I love leading a benefit corporation. I have over 25-years of owning and operating businesses – with and without investment funding. This type of business insists that the leader looks to generating sales and finding a social return on each activity. Also, the business culture is formed by finding common ground between the people involved (stakeholders). The leader has to consider them and make deliberate choices on how to conduct business – there is buy-in because we have to consider long-term planning as one of our stakeholders. With the public reporting aspect, the community is able to engage and the business must be transparent. In my opinion, a business can make a significant impact in our communities and by using marketplace principles to help solve the most pressing challenges. To me, it is a “renewal” of business.
4) What advice would you give today’s entrepreneurs on how and why to run a B-Corp?
Know yourself and be prepared to run a business that aligns with your values – it makes decision-making easier. Be purposeful and make a concerted effort to help make a difference in your community and the world. Understand that making money is a tool and there is nothing wrong with it as well as being cautious of making money for the love of it because money doesn’t bring true happiness. Look for synergy among others that you can do business together with – the whole is greater than the sum of its parts, as Aristotle said.
5) What do you see for the future of NFTCo and for the Benefit Corporation movement?
The next focus for NFTCo will be educating others on what a stakeholder network is and how it is essential to the success of a business. More specifically, it is a primary tool for affecting change in a community or region.
NFTCo has started doing this a little with another benefit corp in our community. They make prototypes (i.e.: cardboard winerack) and we sell them in our store, get customer feedback and earn revenue for the maker and NFTCo. This helps get the artisan/maker “to market.”. We want to develop more partnership like this as well as a network of businesses to be complementary.

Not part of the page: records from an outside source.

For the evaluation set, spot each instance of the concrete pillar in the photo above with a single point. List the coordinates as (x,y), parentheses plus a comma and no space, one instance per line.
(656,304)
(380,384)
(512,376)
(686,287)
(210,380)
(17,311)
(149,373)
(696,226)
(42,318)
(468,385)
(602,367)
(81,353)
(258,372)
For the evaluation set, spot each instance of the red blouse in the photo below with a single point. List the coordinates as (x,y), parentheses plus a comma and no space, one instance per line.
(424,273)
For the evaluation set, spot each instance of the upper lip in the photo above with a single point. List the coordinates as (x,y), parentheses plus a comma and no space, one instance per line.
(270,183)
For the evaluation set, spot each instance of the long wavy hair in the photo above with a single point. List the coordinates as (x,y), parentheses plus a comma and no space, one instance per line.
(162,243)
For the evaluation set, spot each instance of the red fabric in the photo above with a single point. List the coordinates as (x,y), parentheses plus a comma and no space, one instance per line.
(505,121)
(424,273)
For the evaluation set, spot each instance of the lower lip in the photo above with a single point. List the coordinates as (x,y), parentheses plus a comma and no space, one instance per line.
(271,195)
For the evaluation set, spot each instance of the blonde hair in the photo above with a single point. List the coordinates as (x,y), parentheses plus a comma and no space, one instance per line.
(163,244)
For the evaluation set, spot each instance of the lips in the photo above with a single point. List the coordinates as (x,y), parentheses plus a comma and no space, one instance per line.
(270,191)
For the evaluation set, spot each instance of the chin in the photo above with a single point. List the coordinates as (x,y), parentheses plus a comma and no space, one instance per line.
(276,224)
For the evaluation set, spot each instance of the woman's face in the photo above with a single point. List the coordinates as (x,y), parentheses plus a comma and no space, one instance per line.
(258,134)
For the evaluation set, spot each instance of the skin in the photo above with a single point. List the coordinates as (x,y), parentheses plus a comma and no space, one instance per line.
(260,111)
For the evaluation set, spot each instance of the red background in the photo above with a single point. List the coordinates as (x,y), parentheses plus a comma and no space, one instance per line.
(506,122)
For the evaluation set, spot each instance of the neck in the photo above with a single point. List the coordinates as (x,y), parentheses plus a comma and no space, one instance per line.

My plan is also to continue writing articles for The Barnabas Effect blog and for other publications that address people’s questions as well as doing presentations. For instance, the other day, I did a presentation and questions kept popping up about the shareholder, their ROI, and who sits on the board and directs the company, etc. I plan on writing an article that opens up conversation around how a benefit corporation operates in a free market society. In addition, I am in process of writing a “fieldbook” based on my lessons learned. You can see some of these articles in the barnabaseffect.com blog.
This is an exciting time in business. I love what I do because I don’t go to “work” – I am having a great day and enjoying those I encounter to talk about their product, the benefit corp, a customer…whatever the day brings.
*NFTCO is a benefit corporation legal entity structure with plans for B Corp certification in the near future.